简体   繁体   English

如何为stepAIC添加特定条件

[英]How to add specific conditions to stepAIC

I am running a regression with 37 variables, and I am using stepAIC to perform model selection. 我正在使用37个变量进行回归,并且正在使用stepAIC进行模型选择。 I do NOT want a predictive model. 我不需要预测模型。 I just want to find out what varibles have the best explanatory power. 我只想了解哪些变量具有最佳的解释能力。
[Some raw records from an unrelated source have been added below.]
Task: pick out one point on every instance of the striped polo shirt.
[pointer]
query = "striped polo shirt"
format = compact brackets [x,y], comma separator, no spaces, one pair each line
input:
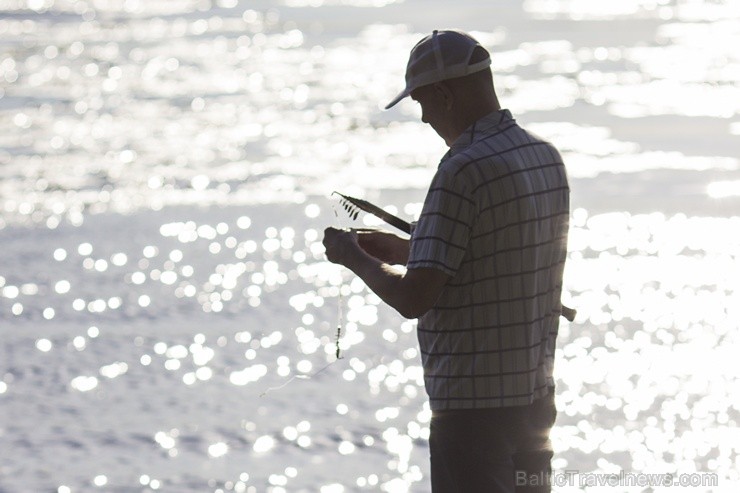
[495,218]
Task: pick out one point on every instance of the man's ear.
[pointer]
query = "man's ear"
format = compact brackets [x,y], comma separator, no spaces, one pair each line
[445,93]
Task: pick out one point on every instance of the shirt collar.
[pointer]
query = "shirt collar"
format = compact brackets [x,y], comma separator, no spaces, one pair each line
[481,127]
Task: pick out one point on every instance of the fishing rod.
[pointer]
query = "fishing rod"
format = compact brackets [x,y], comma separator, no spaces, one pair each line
[353,206]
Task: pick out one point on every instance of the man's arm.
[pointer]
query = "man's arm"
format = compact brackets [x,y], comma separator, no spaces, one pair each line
[411,293]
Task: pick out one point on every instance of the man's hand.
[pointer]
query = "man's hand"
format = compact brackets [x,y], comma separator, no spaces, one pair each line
[340,245]
[412,293]
[384,246]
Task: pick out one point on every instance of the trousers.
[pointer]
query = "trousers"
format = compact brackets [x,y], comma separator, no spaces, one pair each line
[496,450]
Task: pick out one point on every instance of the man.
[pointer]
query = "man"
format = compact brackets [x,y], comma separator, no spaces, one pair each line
[484,275]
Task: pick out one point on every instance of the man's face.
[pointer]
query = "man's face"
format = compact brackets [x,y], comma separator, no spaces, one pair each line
[433,110]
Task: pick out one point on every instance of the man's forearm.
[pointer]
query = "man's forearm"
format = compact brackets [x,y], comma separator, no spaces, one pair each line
[384,280]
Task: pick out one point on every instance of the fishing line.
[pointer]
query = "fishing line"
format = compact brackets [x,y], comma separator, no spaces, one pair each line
[340,324]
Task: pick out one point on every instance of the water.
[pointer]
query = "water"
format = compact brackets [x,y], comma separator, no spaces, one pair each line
[169,322]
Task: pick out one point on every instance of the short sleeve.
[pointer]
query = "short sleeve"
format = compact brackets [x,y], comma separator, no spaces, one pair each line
[442,233]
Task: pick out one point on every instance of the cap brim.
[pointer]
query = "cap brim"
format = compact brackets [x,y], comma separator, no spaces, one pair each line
[400,96]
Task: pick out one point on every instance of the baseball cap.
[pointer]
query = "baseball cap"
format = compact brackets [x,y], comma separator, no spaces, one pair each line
[442,55]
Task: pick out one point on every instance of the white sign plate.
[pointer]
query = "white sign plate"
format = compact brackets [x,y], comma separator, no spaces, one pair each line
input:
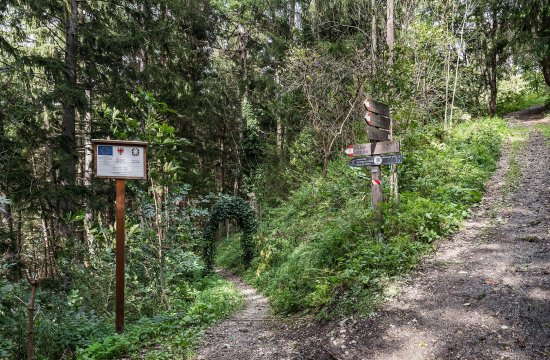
[120,160]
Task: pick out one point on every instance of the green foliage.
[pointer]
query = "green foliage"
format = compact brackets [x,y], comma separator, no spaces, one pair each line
[171,334]
[61,322]
[318,251]
[521,92]
[235,208]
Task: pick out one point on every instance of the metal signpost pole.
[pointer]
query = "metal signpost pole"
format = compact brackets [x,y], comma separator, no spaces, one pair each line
[119,317]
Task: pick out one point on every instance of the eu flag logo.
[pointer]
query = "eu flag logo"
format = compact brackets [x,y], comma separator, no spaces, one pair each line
[105,150]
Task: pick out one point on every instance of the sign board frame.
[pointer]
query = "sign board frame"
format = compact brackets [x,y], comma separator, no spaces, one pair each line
[376,134]
[138,144]
[120,215]
[378,121]
[377,107]
[375,148]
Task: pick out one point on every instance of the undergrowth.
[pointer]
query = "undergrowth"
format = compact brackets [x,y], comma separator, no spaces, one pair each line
[520,101]
[317,252]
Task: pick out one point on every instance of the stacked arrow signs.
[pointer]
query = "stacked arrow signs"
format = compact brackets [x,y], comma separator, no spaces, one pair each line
[375,153]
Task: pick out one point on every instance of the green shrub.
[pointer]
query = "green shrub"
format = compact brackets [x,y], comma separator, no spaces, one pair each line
[318,250]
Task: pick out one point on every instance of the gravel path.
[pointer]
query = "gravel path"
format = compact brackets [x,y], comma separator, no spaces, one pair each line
[249,335]
[484,294]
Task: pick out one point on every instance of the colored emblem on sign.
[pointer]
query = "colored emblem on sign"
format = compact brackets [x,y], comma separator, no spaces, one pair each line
[105,150]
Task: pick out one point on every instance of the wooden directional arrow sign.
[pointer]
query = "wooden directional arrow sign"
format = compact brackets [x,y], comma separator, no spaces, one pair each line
[376,160]
[376,148]
[375,134]
[377,107]
[378,121]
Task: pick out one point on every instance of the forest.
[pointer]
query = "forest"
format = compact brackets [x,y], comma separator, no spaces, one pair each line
[247,107]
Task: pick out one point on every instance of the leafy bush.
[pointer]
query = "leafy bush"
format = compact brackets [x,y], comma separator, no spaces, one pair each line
[173,333]
[318,251]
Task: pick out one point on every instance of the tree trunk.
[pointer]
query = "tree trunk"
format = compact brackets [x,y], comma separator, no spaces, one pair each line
[390,38]
[87,170]
[390,33]
[373,39]
[492,73]
[68,174]
[33,282]
[278,116]
[545,65]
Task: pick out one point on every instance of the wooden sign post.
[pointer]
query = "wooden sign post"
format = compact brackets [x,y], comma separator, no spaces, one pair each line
[379,128]
[120,160]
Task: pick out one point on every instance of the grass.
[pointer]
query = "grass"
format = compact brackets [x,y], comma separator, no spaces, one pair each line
[318,252]
[521,101]
[174,334]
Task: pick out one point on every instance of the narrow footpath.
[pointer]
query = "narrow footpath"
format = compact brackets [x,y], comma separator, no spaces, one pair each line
[484,294]
[250,334]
My current code looks like: 我当前的代码如下:

fitObject <- lm(mydata)
DEP.select <- stepAIC(fitObject, direction = 'both', scope= list(lower = ~AUC), trace = F, k = log(obs))
# DEP is my dependent variable, and AUC is an independent variable I was want to have in my model.

The problem is that a lot of my variables have high correlation, and the result stepAIC gives me contains several of those highly correlated variables. 问题是我的很多变量都具有很高的相关性,而stepAIC给我的结果包含了其中一些高度相关的变量。 Notice that I have forced AUC in the model, multicollinearity is a problem especially when those variables highly correlated with AUC are chosen in the model. 请注意,我已经在模型中强制使用AUC,多重共线性是一个问题,尤其是在模型中选择了与AUC高度相关的变量时。
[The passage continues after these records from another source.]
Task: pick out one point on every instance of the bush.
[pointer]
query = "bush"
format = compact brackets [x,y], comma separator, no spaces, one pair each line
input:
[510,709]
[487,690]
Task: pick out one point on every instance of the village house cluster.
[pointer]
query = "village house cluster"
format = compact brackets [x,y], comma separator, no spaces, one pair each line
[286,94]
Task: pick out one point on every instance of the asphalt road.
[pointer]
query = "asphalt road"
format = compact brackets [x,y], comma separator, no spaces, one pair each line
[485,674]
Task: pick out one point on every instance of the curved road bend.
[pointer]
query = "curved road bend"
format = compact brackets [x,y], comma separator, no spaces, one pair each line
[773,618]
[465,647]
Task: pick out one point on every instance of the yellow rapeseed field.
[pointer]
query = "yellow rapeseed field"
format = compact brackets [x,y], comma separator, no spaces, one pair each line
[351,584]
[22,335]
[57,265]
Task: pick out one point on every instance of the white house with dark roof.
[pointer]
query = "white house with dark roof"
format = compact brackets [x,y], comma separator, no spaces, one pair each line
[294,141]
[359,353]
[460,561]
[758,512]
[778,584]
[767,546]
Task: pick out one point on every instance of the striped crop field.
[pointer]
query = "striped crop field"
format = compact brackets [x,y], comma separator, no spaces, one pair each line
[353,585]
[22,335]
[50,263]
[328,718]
Is there a way to specify in the function some thresholds for correlation or p-value of the coefficients? 是否可以在函数中指定一些相关系数或p值的阈值?

Or any comments on other approaches that can solve my problem are welcome. 或者欢迎对可以解决我的问题的其他方法发表评论。

Thank you! 谢谢!

Perhaps Variance Inflation Factor will work better for you. 也许方差通货膨胀系数会更适合您。 This article explains some of the logic. 本文介绍了一些逻辑。 http://en.wikipedia.org/wiki/Variance_inflation_factor http://en.wikipedia.org/wiki/Variance_inflation_factor

Example use: 使用示例:

v=ezvif(df,yvar ='columnNameOfWhichYouAreTryingToPredict')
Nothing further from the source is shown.